Theoretical investigation of the Fe+-catalyzed oxidation of acetylene by N2O.

The gas-phase Fe(+)-mediated oxidation of acetylene by N2O on both sextet and quartet potential energy surfaces (PESs) is theoretically investigated using density functional theory. Geometries and energies of all the stationary points involved in the catalytic reaction are located. For the catalytic cycles, the crucial step is the initial N2O reduction by Fe(+) to form FeO(+), in which a direct O-abstraction mechanism is located on the sextet PES, whereas the quartet pathway favors a N-O insertion mechanism. Spin inversion moves the energy barrier for this process downward to a position below the ground-state entrance channel. The second step of the catalytic cycles involves two mechanisms corresponding to direct hydrogen abstraction and cyclization. The former mechanism accounts for the ethynol formation with the upmost activation barrier below the entrance channel by about 5 kcal/mol. The other mechanism involves a "metallaoxacyclobutene" structure, followed by four possible pathways, i.e., direct dissociation, C-C insertion, C-to-O hydrogen shift, and/or C-to-C hydrogen shift.

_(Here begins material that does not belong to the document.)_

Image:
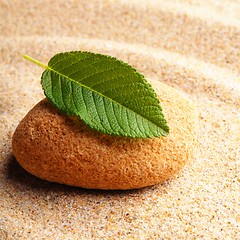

Among these pathways, strong exothermicities as well as energetically low location of the intermediates suggest oxidation to ketene and carbon monoxide along the C-to-C hydrogen shift pathway is the most favorable. Reduction of the CO loss partner FeCH2(+) by another N2O molecule constitutes the third step of the catalytic cycles, which contains direct abstraction of O from N2O giving OFeCH2(+), intramolecular rearrangement to form Fe(+)-OCH2, and nonreactive dissociation. This reaction is also energetically favored considering the energy acquired from the initial reactants.